The viewpoint here at Las Tederas, right by the Aula de la Naturaleza of the same name, owes its toponomy to the tedera plant (Bituminaria bituminosa) a herb with Mediterranean origins which is said to have important medicinal properties. In traditional Canary medicine it has been used mainly as a poultice to help in the healing of wounds.
From up here at the highest viewpoint of Santa Lucía, we have ample views over the La Caldera de Tirajana, the geological monumental phenomenon located in the central area of Gran Canaria, and facing southeast. The towns of Santa Lucía, in the foreground, and San Bartolomé de Tirajana further behind, are set in this huge basin. It is a truly unique area from where we can take in the rugged relief of the countryside, together with a wealth of vegetation and large extensions of farmland, interspersed with a few hamlets.

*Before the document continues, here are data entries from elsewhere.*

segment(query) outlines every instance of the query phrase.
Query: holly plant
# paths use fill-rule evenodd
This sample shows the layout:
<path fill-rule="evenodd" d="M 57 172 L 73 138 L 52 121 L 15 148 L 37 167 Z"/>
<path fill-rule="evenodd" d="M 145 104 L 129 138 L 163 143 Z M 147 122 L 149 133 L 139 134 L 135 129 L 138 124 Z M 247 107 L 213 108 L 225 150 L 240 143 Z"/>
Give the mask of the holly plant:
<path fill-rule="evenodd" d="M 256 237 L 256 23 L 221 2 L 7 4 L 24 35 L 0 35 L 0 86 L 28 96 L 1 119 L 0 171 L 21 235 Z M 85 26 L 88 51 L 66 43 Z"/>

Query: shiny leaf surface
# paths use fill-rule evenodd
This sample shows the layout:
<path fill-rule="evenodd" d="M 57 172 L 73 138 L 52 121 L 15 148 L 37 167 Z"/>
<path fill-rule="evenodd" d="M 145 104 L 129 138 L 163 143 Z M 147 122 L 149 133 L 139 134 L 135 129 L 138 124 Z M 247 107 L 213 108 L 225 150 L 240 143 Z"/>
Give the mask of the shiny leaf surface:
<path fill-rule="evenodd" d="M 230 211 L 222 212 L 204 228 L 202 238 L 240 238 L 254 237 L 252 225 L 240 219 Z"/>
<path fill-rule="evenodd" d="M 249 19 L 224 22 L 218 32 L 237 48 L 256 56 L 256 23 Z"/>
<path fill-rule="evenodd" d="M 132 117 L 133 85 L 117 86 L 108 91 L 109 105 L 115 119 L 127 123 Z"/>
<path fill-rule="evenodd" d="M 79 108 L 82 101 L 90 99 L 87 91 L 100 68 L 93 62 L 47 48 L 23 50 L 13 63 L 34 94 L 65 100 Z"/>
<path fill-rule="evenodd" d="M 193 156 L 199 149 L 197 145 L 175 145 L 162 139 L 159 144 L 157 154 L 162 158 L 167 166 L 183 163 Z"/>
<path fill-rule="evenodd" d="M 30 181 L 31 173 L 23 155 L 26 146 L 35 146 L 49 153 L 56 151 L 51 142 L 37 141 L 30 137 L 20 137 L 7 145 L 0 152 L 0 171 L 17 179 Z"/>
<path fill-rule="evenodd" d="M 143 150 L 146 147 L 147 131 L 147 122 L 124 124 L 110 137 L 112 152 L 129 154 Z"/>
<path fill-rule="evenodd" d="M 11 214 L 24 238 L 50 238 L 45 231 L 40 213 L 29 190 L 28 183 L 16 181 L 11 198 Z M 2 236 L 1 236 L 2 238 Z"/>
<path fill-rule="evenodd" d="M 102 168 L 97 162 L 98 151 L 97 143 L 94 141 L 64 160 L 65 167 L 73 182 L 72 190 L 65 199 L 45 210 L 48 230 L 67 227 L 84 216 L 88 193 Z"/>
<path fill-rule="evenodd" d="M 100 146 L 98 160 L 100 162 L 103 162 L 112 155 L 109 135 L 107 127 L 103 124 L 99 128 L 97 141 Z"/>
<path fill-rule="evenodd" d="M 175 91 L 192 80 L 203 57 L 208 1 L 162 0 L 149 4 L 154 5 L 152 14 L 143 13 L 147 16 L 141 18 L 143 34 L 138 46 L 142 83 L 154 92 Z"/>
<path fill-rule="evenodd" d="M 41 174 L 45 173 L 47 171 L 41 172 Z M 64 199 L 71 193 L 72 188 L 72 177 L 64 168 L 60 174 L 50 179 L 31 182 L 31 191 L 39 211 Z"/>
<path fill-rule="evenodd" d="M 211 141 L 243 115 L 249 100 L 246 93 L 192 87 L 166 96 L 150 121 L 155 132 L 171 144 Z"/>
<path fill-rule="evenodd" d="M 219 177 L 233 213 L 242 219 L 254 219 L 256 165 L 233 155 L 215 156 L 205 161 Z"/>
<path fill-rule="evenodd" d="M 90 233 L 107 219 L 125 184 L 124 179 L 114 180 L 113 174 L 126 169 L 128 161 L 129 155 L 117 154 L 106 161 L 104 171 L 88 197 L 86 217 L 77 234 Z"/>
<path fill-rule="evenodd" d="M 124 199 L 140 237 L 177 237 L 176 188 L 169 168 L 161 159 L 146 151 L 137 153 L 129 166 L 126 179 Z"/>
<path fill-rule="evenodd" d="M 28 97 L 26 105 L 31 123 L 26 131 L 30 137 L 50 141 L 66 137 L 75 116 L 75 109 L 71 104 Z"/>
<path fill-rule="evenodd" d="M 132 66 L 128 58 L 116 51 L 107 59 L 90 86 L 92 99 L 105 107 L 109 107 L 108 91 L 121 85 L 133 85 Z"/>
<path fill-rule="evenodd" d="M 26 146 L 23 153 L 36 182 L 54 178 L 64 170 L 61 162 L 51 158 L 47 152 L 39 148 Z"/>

It is also one of the finest places to check out the peculiarities of the architecture on display in the town centre of Santa Lucía, with its traditional Canary buildings. These include its fine matrix temple, with the whiteness and morphology of its dome standing out unmistakably for miles around.
From our panoramic viewpoint we can also differentiate between tonal shades of green, reflecting the varied vegetation in the valley, with palm trees and olive trees abounding. These trees have been forever linked to the Caldera de Tirajana, and have been put to traditional use by local craftsmen and women.
The area to the west of the Barranco de Tirajana, apart from its narrow coastal strip, forms part of the World Biosphere Reserve of Gran Canaria, as declared by UNESCO on 29th June 2005.